Credo che fondamentalmente Amadeus si sia trovato per le mani quei vincitori lì, e non abbia trovato di meglio che appiccicarci su la storiella del rock che torna in vita dopo anni di coma profondo, i negozi di strumenti assaltati da stuoli di giovani, le sale prove e le scuole di musica di colpo intasate, una specie di ritorno alla musica suonata che però non ha trovato rispondenza in nessun altro posto che nella narrazione vigente, sicuramente non nella realtà. Perché anche non volendo prendere il cast del Festival come archetipo del mondo reale, e in effetti non è saggio farlo, basterebbe guardare alle classifiche di vendita del 2021, parlo di Italia, dove non solo i Maneskin non svettano, ma di rock non ve ne è traccia, esclusi appunto loro, in terza posizione nella Top 10. Il rock è sempre lì dove si trova da anni, fuori dal mainstream, e credo che mai si sia sognato di scegliere i Maneskin come ambasciatori. Quanto a Sanremo, Amadeus ha constatato che l’anno scorso, checché se ne sia detto, che il Festival ha perso un milione e mezzo di spettatori, nonostante fossimo tutti murati vivi in casa, non credo che la perdita del main sponsor Tim sia infatti casuale, quindi ha provato a metterci una pezza dando al pubblico usuale di Rai1 pane per i loro denti, o le loro dentiere, cioè degli ottuagenari loro coetanei. Solo che nel farlo e continuando a fare l’occhiolino alle piattaforme di streaming con tutti quei ragazzini, tutti i campioni di incassi del 2021 sono in gara, alla faccia di quel che succedeva in passato, dove chi sbancava in classifica snobbava il Festival perché non ne aveva bisogno, nel chiamare cioè Blanco, Sangiovanni, Rkomi e compagnia bella, si è scordato delle generazioni di mezzo, i cinquantenni e sessantenni, grandi assenti nel cast.

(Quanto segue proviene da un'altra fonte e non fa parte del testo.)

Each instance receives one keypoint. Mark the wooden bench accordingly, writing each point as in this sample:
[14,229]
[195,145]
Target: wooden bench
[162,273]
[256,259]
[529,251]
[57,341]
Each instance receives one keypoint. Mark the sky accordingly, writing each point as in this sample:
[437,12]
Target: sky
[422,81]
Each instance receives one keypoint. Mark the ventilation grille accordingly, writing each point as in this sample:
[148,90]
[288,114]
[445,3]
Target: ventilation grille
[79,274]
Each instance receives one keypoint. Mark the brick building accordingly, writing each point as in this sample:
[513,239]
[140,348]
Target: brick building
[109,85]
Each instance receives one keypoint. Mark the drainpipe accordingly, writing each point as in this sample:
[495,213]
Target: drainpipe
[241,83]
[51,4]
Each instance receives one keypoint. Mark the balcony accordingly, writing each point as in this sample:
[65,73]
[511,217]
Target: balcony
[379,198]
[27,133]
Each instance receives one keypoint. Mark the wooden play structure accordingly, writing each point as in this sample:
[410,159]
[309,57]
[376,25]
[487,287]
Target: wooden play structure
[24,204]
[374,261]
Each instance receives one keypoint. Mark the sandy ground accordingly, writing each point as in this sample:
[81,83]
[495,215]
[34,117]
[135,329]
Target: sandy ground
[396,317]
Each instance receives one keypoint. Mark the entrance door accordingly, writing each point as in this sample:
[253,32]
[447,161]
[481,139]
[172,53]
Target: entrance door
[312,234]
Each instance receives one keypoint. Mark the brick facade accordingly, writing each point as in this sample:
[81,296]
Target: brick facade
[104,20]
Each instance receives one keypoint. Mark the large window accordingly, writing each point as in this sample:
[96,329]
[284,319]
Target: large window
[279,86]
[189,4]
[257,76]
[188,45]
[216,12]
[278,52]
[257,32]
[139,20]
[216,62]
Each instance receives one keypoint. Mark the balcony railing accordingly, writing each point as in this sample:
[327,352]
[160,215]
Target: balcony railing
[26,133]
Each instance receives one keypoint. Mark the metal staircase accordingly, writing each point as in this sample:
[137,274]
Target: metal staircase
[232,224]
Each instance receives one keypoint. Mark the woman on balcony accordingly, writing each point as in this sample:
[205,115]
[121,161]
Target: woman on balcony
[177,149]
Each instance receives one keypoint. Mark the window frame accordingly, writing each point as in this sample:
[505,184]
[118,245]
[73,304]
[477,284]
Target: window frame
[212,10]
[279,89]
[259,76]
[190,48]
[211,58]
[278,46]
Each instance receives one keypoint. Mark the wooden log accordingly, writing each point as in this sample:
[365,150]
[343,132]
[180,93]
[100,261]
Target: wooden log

A proposito di Maneskin: quanto dureranno?
Non so predire il futuro, e onestamente ogni volta che ho azzardato ipotesi su qualche artista, partendo da quello che credevo buon senso, non ci ho azzeccato. Quello che so è che i Maneskin funzionano più fuori che in Italia, e che fuori sono considerati naif, folkloristici, anche perché italiani. Poi da noi ci raccontano altro, una delle quaranta band che hanno aperto ai Rolling Stones, per dire, viene confusa come la band scelta personalmente da Mick e Keith per aprire il loro tour, e roba del genere. Quello che manca loro, per ora, è il repertorio, la loro hit è una cover, se troveranno le canzoni, magari affidandosi a qualcuno che le sappia scrivere, resteranno, o magari resterà il solo Damiano. Sono giovani e auguro loro una grande fortuna, io credo che continuerò a non ascoltarli, la vita è già abbastanza complicata di suo.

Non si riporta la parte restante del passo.